Tinubu: Why I can’t implement the national reform strategy for Lagos
Bola Tinubu, the All Progressives Congress’s presidential candidate, has claimed that Nigeria’s complexity makes it difficult to replicate his transformative vision outside of Lagos.
In order to ensure that the administration runs smoothly, the former governor of Lagos State also declared that he would permit power devolution.
In an opinion piece that he published in The Economist on Wednesday, Tinubu made this point clear.
“We can’t just copy Lagos’ turnaround everywhere. Nigeria is diverse and multifaceted. The key to economic progress is recognizing each region’s assets and laying the groundwork for their mutual prosperity. I want to give the states more authority because I know what can be accomplished when the federal government gives appropriate room for regional variances. As Tinubu recalled his accomplishments as the two-term governor of Lagos, “They should have greater ability to provide services and infrastructure projects, as well as more control over law enforcement.”

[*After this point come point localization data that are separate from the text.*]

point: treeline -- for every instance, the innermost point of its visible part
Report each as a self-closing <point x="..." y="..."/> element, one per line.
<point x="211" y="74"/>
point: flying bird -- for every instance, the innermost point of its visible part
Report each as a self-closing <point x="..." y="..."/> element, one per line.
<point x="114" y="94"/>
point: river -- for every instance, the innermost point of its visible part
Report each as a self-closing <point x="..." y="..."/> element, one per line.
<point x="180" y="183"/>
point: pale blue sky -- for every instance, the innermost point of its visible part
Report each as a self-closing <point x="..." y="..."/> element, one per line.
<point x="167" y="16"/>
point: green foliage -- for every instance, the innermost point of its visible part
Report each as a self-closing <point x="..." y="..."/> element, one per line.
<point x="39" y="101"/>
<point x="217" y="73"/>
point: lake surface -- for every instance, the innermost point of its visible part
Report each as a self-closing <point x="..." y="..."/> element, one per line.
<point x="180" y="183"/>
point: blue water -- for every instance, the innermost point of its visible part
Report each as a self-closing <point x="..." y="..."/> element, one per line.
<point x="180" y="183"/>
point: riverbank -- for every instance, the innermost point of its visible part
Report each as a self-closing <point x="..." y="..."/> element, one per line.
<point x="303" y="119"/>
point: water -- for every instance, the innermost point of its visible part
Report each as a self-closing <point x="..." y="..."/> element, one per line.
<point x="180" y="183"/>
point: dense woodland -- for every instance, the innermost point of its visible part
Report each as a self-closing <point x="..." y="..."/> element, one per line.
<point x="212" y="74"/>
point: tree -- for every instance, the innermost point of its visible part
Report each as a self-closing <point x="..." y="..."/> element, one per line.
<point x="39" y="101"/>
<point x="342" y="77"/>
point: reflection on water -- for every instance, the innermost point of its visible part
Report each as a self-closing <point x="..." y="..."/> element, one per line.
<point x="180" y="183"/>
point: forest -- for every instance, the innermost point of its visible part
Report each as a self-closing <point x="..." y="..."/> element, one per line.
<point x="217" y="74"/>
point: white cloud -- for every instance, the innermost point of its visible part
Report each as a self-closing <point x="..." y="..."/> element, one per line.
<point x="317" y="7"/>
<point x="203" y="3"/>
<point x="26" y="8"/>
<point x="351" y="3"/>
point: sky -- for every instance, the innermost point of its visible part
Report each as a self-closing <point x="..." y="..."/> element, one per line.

Further, Tinubu claimed that the nation’s excessive reliance on oil has hampered its progress.
Nigeria’s development has been hampered by an overreliance on oil. A nation with a population of more than 200 million cannot base its development on a single good. Given that Nigeria is already the most popular African country in which to invest in startups, we must concentrate on industrialization and technical innovation, he said.
The APC candidate also reaffirmed his support for eliminating gasoline subsidies, which he believes to be “destructive.”
The detrimental gasoline subsidy, which is anticipated to have cost $7.5 billion in the first half of 2023, would be eliminated, he continued. The money will be put to better use by being invested in together with the private sector to build infrastructure, improve healthcare, improve education, and expand agriculture.
Nigeria has one of the lowest tax to GDP ratios in the world. Instead of raising rates, we should restructure the system and use information technology to increase compliance. A positive feedback loop of support from businesses and citizens would reinforce the social contract and put federal revenues on a more sustainable foundation when coupled with efficient public service delivery and infrastructure development.